I am a Moody grad, and he is a little bit out of touch. Back when he studied there, I think Moody tended to be a little bit more fundamentalistic when it came to textual criticism. Now the school is much more eclectic. We used Metzger's "The Text of the New Testament" as our TC curriculum. He should like that one, sicne he edited the newest edition. From what I have heard of Ehrman, he doesn't even understand the positions of Moody and Wheaton when it comes to textual criticism and the transmission of the canon. 

So I am offended at your "ouch!" comment.

-----Added 2/5/2009 at 12:22:18 EST-----



Elimelek said:


> The danger with Ehrman's views is that good scholarship is driven by a fundamentalist atheist agenda. He seems to have become a bit like Paul's evil twin brother. Everything is just the otherway around.

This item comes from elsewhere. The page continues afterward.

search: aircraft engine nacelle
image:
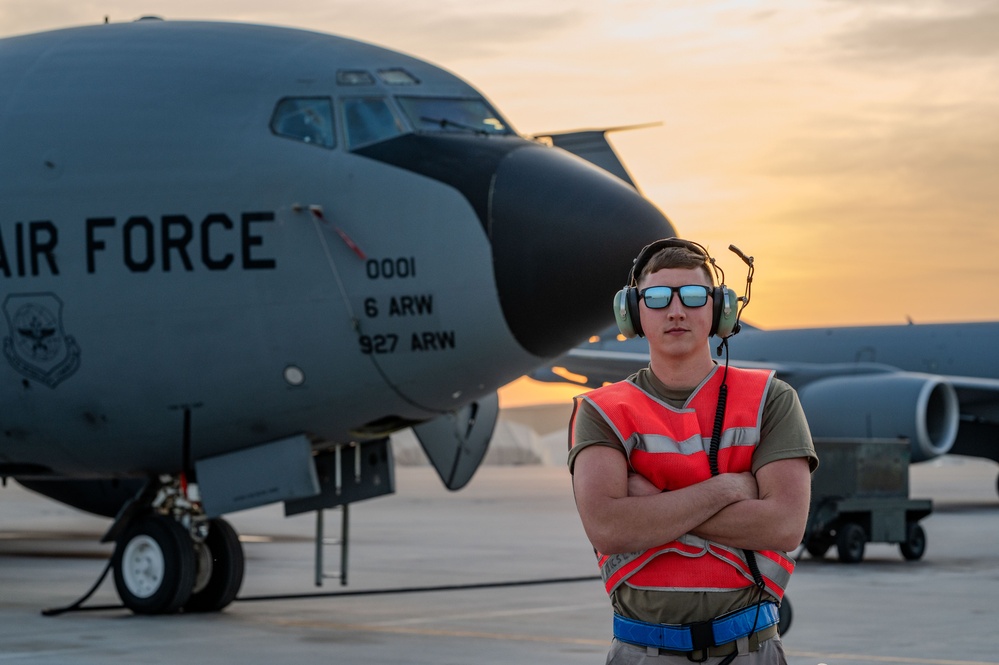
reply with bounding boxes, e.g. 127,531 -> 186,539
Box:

He actually considers himself an agnostic (see the Steven Colbert interview to find out what Colbert thinks of that!). His wife considers herself a Christian (Episcopalian).


----------



## LawrenceU (Feb 5, 2009)

Ehrman is the Richard Dawkins of theology. Repackage the old stuff in a slick manner and make a lot of money with it at the same time.


----------



## Semper Fidelis (Feb 5, 2009)

I wish Ehrman would make up his mind. On the one hand, he debates people like James White and insists we have no idea what the Scriptures actually said in their autographs and on the other, he thinks he knows what Jesus said. Maybe he's of the Gnostikoi because the theological conclusions he draws don't flow from his skeptical premises.

He should be writing books called: _I don't know why I'm writing another book about Jesus because none of us know what He said anyway..._


----------